Salvador Zamora, Entertainment Editor

History proves that three-letter intelligence organizations aren’t the most friendly and when the man who works for them finally lets go, pain ensues. Nobody stars Bob Odenkirk as Hutch Mansell or “Nobody” who follows the basic out for blood on a Russian crime lord. However, viewers can find enjoyment within the action scenes, music, and referenced themes. 

The action in this movie is simply incredible and it’s something that should be expected from producer David Leitch who is known for John Wick, Atomic Blonde, and the upcoming Kate. Also, John Wick writer Derek Kolstad wrote the movie and with that kind of behind-the-scenes power, the only thing that could lead to failure is bad actors. 58-year-old Odenkirk not only displays his acting range with his comedic, tragedy, and seriousness (like how he’s already done in the Breaking Bad Universe) but also the physical feats an actor can go; Odenkirk did his own stunts. It also helps that the actors Odenkirk threw down with were goons so that left the door open to have actually trained martial artists take on Odenkirk. From the excellent bus fight, car chase, much work was put into this film and it is all made possible by Leitch and Odenkirk who is also a producer of the film. Fun fact, the film was inspired by Odenkirk’s own experience as he explained on “Jimmy Kimmel Live!” where he essentially explains that he was robbed and he just needed to let off some steam. 

Where there are great action scenes, there is great music and Nobody takes advantage of it. Although John Wick established the whole gritty action and electric theme music, Nobody takes its turn with some easy listening to rock and roll; and it helps enrich the story and action alike. The film opens with “Don’t Let Me Be Misunderstood” by Nina Simone, which attempts to show Hutch is not who he seems. This culminates with a song about embracing oneself (Hutch’s Nobody side) as “I’ve Gotta Be Me” by Steve Lawrence plays right before one of the most thought-out and impactful action sequences in the movie. Personal favorites “The Impossible Dream” by Andy Williams plays during a cinematic action/signing montage and Heartbreaker by Pat Benatar plays during a car chase which was also really well done when it came to action, yet again the viewer can tell a lot of commitment was made with the action sequences. Overall music plays an important role in the film and although not everyone will be a fan of it, it has a purpose towards storytelling. 
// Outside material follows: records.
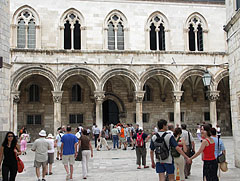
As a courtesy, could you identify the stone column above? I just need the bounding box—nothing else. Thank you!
[173,91,183,127]
[207,91,220,128]
[52,91,63,134]
[135,91,145,127]
[9,91,20,135]
[94,91,105,130]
  Despite the simple premise, the movie takes certain steps, or at least hints toward larger things such as Hutch’s mental challenges which are also shown through the film’s music pieces;  Hutch’s relationship with his father and adoptive brother; other themes and concepts which were hinted at in the film but will not be spoiled it is not to be said, “And that is why Nobody is a classic.” The film can be seen as mediocre at best with its easy-to-glance-over motions and lacking “breathing room” between scenes. 

To be more critical, the villain although portrayed excellently by Russian actor Aleksey Serebryakov, is just a basic Russian mob leader. Also, the feeling of something being at stake in the movie may get lost in all the brutality and blood but make no mistake, Nobody sets the groundwork for a future; hopefully a more in-depth one for family man Hutch Mansell. Another hope is that maybe Nobody is a piece of the neo-noir action thriller franchise John Wick is yet to be decided but has been teased at by Nobody’s director Ilya Naishuller. 

Overall, Nobody gets the job done and provides an easy-going or possible franchise starter in this Bob Odenkirk lead action thriller. Nobody was a pleasure to watch; hard-hitting and gritty action as Odenkirk takes as many hits as everybody else but Nobody always wins. If I were to grade the film, I’d give it an 8/10 for all its efforts listed above. 

Nobody is in theaters now starring Bob Odenkirk, Connie Nielsen, Aleksey Serebryakov, Christopher Lloyd, and RZA. The film will be available to stream on April 16th (probably at a price of 20 dollars) and is rated R for violence and language.